第6話

 藤井聡太が負けた。

 何のことはないただの敗戦だったが、しかしそれを取り巻く状況がいかにも劇的だった。唯一全国区で流れるNHK杯将棋トーナメントで、相手は今泉四段。四十一歳でプロ編入試験を合格してプロになった超遅咲きの棋士だ。この対局はつまり、史上最年少でプロになった藤井と、史上最年長でプロになった今泉との因縁の対決なわけだ。片や早熟の天才が、片や中年の苦労人に敗北するという図式は何とも物語的である。

 だが、その余韻に浸っている暇は僕にはなかった。将棋をたしなむ友人にとりあえず対局の感想だけLINEで送って、そのまま駅へと急ぐ。今日こそがあの仏教のような名前の男との食事の日だった。

「暑い……」

 自然とそんな言葉が口をついて出るくらいに外は暑かった。自転車に乗って駅まで向かう。空気抵抗が風の役割を果たしてくれるため、自転車に乗っている間は比較的涼しい。

 市ヶ谷駅から有楽町線に乗って池袋駅まで行き、西武池袋線に乗り換えてときわ台を目指す。ホームから車両に入ると、車内は冷房が効いていてとても心地よい。

 池袋駅からは地上に上がったため、景色がよく見える。太陽が燦々と照っていてとても明るかった。

 のんびりと座席に座り電車に揺られる。読書は趣味の一つだが、なぜだか電車では時間を無駄にしていると考えてしまうのだろうか、車窓や独特の振動を楽しむことを優先して積極的に本を読もうとは思えない。そこで僕は隣に座った男たちの話を聞いていた。

「――だから、僕も色々な人に会ってきたの。うん、ほんとに。この前は、なんかDVっていうの? そういうの起こしたことのある二十歳くらいの男の子と話をする機会があって」

 三人組の真ん中に座っていた男が話す。白髪が少し入り混じった、なかなかにダンディな男だった。ジーンズにTシャツがスリムな体に合っている。簡単に言えば、ロシアW杯のドイツ代表監督みたいだった。

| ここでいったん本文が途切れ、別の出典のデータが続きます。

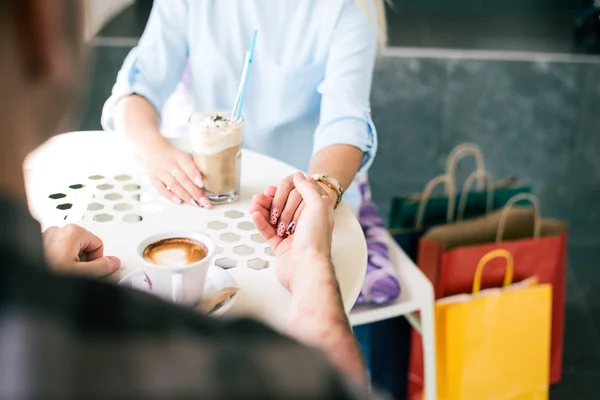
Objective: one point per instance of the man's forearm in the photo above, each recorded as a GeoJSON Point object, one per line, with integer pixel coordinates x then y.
{"type": "Point", "coordinates": [138, 120]}
{"type": "Point", "coordinates": [317, 318]}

「その子、精神的なストレスでおしっこが出なくなっちゃったらしくて。で、それが原因でさらに荒れるようになっちゃって……でも、それを見かねたお母さんがキリスト教の教会にその子を通わせたらしいの。そしたら精神も落ち着いてきて、おしっこも出るようになったんだって」

「へー。すごいっすね」

 話を聞いていた隣の二人が相槌を打つ。そのまた隣で同じように僕も、相槌は打たないものの自然と頷いていた。

 キリスト教が人類の科学の進歩を千年も遅らせたという話はよく聞くけれど、当たり前だが宗教も人の役に立っているのだなどと感心したのだ。なるほど気持ちのいい話だった。今になって思えば何とも皮肉な挿話だが、しかしこの時点では確かに、僕は宗教というものを、もっと言えば強固なる信仰というものを素晴らしいものだと、見直していた。